Ivan Glasenberg, CEO of the newly merged Glencore-Xstrata, says he does not believe in work/life balance.
Asked by The Wall Street Journal whether Glencore-Xstrata had a good work/life balance, the 57-year-old billionaire said there was no space for taking time off at the top of the company.
“No. We work. You don’t come here to take life easy. And we all got rich from it, so, you know, there’s a benefit from it,” he said.
Glasenberg said if he started to work less, the major shareholders and other executives would put him out of the job.
“We’re all shareholders. These guys below me, they see the CEO taking it easy, it’s their money,” he said.
Glasenberg has been the CEO of Glencore since 2002, and told The Wall Street Journal he was looking to install a similar working culture at Xstrata.
He previously worked as a trader at Glencore, and spent most of his time travelling the world in order to broker million-dollar commodity shipments.
The self-confessed workaholic also said there was no need for mining executives to be jealous of the seven or eight figure salaries traders made, and said the door was open for anyone to take up the role.
“You want to be a trader, come be a trader,” he said.
“The door’s open.
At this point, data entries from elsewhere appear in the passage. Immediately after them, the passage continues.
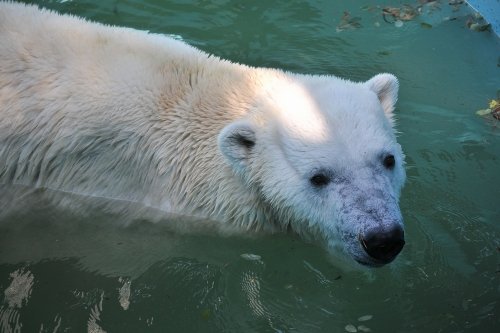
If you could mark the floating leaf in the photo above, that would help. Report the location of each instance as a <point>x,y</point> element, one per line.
<point>363,328</point>
<point>365,318</point>
<point>351,328</point>
<point>250,256</point>
<point>483,112</point>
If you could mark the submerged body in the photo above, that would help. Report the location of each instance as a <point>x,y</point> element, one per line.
<point>118,113</point>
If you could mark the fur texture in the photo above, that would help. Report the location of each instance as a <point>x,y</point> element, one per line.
<point>118,113</point>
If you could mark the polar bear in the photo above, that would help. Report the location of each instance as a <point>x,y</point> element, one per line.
<point>124,114</point>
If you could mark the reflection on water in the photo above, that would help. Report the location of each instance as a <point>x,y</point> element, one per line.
<point>62,271</point>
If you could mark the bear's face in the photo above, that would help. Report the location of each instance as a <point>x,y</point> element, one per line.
<point>322,153</point>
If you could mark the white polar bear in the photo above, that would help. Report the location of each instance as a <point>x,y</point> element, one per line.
<point>119,113</point>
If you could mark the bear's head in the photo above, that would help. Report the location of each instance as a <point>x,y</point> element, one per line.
<point>322,153</point>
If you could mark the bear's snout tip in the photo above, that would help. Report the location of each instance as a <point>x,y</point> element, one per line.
<point>382,244</point>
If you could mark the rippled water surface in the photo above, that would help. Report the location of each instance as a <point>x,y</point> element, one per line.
<point>62,272</point>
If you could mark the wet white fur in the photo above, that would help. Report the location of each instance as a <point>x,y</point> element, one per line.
<point>119,113</point>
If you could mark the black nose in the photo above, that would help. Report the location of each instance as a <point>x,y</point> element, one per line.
<point>383,244</point>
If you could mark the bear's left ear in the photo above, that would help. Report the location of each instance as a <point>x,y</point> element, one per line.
<point>236,142</point>
<point>386,87</point>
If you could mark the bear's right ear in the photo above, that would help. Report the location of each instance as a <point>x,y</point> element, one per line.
<point>236,142</point>
<point>386,87</point>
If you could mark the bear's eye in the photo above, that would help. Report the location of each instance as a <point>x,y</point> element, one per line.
<point>389,161</point>
<point>320,180</point>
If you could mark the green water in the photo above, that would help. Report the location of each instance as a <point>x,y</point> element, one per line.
<point>77,274</point>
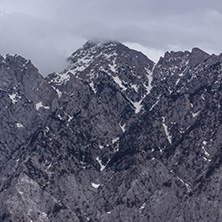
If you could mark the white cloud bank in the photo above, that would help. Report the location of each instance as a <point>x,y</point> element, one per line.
<point>48,31</point>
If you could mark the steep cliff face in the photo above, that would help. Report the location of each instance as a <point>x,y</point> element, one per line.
<point>114,137</point>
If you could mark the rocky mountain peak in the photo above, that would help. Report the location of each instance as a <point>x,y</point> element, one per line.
<point>197,56</point>
<point>114,137</point>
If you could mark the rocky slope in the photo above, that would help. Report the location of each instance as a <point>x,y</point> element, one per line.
<point>114,137</point>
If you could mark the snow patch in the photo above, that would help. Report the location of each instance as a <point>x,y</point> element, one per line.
<point>40,105</point>
<point>93,87</point>
<point>95,185</point>
<point>142,207</point>
<point>186,184</point>
<point>115,140</point>
<point>61,78</point>
<point>59,93</point>
<point>135,87</point>
<point>19,125</point>
<point>119,82</point>
<point>102,167</point>
<point>195,114</point>
<point>123,127</point>
<point>204,149</point>
<point>169,137</point>
<point>14,97</point>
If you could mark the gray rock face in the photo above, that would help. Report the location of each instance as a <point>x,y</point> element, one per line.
<point>114,137</point>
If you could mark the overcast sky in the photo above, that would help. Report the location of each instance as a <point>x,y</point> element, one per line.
<point>48,31</point>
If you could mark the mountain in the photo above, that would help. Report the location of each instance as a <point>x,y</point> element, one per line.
<point>114,137</point>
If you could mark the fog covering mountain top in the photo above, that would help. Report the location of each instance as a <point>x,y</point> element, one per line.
<point>114,137</point>
<point>47,32</point>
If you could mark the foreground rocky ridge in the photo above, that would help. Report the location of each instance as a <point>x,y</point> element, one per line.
<point>114,137</point>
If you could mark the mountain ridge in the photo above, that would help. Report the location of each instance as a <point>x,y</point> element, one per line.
<point>114,137</point>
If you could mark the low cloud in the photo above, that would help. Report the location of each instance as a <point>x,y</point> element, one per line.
<point>47,32</point>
You want to travel six days a week, you want to travel the world, the door’s open. I earn more than you. Come be a trader. Please, the door’s open.”
After a number of delays and missed deadlines, Glencore-Xstrata started business as a new commodities and trading conglomerate last week.
After the merger came into effect Glasenberg said a restructure meant the number of job losses was “going to be big,” with a number of management structures impacted by the changes.